At a depth of 1 m, which is at the water table, the total stress (\( \sigma \)) is calculated as the unit weight of the soil times the depth, so \( \sigma = 20 \, \mathrm{kN/m^3} \times 1 \, \mathrm{m} = 20 \, \mathrm{kN/m^2} \). The pore water pressure (\( u \)) at this depth is 0, since it's at the water table. The effective stress (\( \sigma' \)) is then \( \sigma - u = 20 \, \mathrm{kN/m^2} - 0 = 20 \, \mathrm{kN/m^2} \). At a depth of 3 m, total stress is \( \sigma = 20 \, \mathrm{kN/m^3} \times 3 \, \mathrm{m} = 60 \, \mathrm{kN/m^2} \). The pore water pressure (\( u \)) can be calculated as the unit weight of water (≈ 10 kN/m³) times the depth below the water table, so at 2 m (3 m - 1 m), \( u = 10 \, \mathrm{kN/m^3} \times 2 \, \mathrm{m} = 20 \, \mathrm{kN/m^2} \). The effective stress is \( \sigma' = 60 \, \mathrm{kN/m^2} - 20 \, \mathrm{kN/m^2} = 40 \, \mathrm{kN/m^2} \). At a depth of 5 m, total stress is \( \sigma = 20 \, \mathrm{kN/m^3} \times 5 \, \mathrm{m} = 100 \, \mathrm{kN/m^2} \). For the pore water pressure, at 4 m below the water table (5 m - 1 m), \( u = 10 \, \mathrm{kN/m^3} \times 4 \, \mathrm{m} = 40 \, \mathrm{kN/m^2} \). Thus, the effective stress is \( \sigma' = 100 \, \mathrm{kN/m^2} - 40 \, \mathrm{kN/m^2} = 60 \, \mathrm{kN/m^2} \).
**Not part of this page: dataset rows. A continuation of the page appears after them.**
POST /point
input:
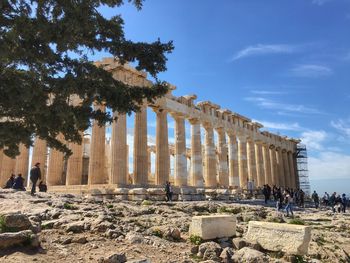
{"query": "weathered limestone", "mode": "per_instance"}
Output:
(119, 151)
(180, 176)
(242, 165)
(39, 156)
(251, 161)
(75, 164)
(162, 148)
(210, 158)
(55, 169)
(223, 179)
(291, 239)
(286, 169)
(140, 164)
(22, 161)
(97, 153)
(259, 164)
(292, 170)
(7, 168)
(267, 164)
(280, 166)
(196, 154)
(213, 226)
(233, 160)
(273, 164)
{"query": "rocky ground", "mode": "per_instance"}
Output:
(72, 228)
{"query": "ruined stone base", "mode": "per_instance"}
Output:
(152, 193)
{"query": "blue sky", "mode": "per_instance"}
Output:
(283, 63)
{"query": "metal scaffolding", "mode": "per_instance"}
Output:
(302, 169)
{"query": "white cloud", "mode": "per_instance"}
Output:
(273, 105)
(343, 126)
(261, 49)
(314, 139)
(311, 71)
(281, 126)
(320, 2)
(329, 165)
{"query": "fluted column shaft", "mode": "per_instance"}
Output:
(223, 165)
(233, 161)
(75, 164)
(292, 170)
(97, 173)
(162, 148)
(252, 162)
(119, 145)
(210, 158)
(180, 175)
(140, 164)
(8, 166)
(196, 155)
(280, 167)
(242, 162)
(40, 156)
(286, 169)
(267, 164)
(259, 164)
(273, 166)
(22, 161)
(55, 168)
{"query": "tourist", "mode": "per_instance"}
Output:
(266, 193)
(10, 181)
(19, 183)
(35, 175)
(168, 191)
(42, 187)
(289, 206)
(344, 202)
(316, 199)
(326, 199)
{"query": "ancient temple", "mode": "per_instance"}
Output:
(242, 157)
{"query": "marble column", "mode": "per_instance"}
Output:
(286, 169)
(210, 158)
(180, 175)
(7, 168)
(119, 156)
(140, 162)
(242, 162)
(223, 178)
(75, 163)
(196, 154)
(280, 167)
(55, 167)
(22, 161)
(40, 156)
(260, 171)
(251, 162)
(267, 164)
(273, 164)
(233, 161)
(162, 148)
(292, 170)
(97, 173)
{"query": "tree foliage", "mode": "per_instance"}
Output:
(44, 48)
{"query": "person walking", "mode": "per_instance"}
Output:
(35, 175)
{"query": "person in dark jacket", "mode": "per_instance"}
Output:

In summary: - At 1 m: \( \sigma = 20 \, \mathrm{kN/m^2}, u = 0, \sigma' = 20 \, \mathrm{kN/m^2} \) - At 3 m: \( \sigma = 60 \, \mathrm{kN/m^2}, u = 20 \, \mathrm{kN/m^2}, \sigma' = 40 \, \mathrm{kN/m^2} \) - At 5 m: \( \sigma = 100 \, \mathrm{kN/m^2}, u = 40 \, \mathrm{kN/m^2}, \sigma' = 60 \, \mathrm{kN/m^2} \)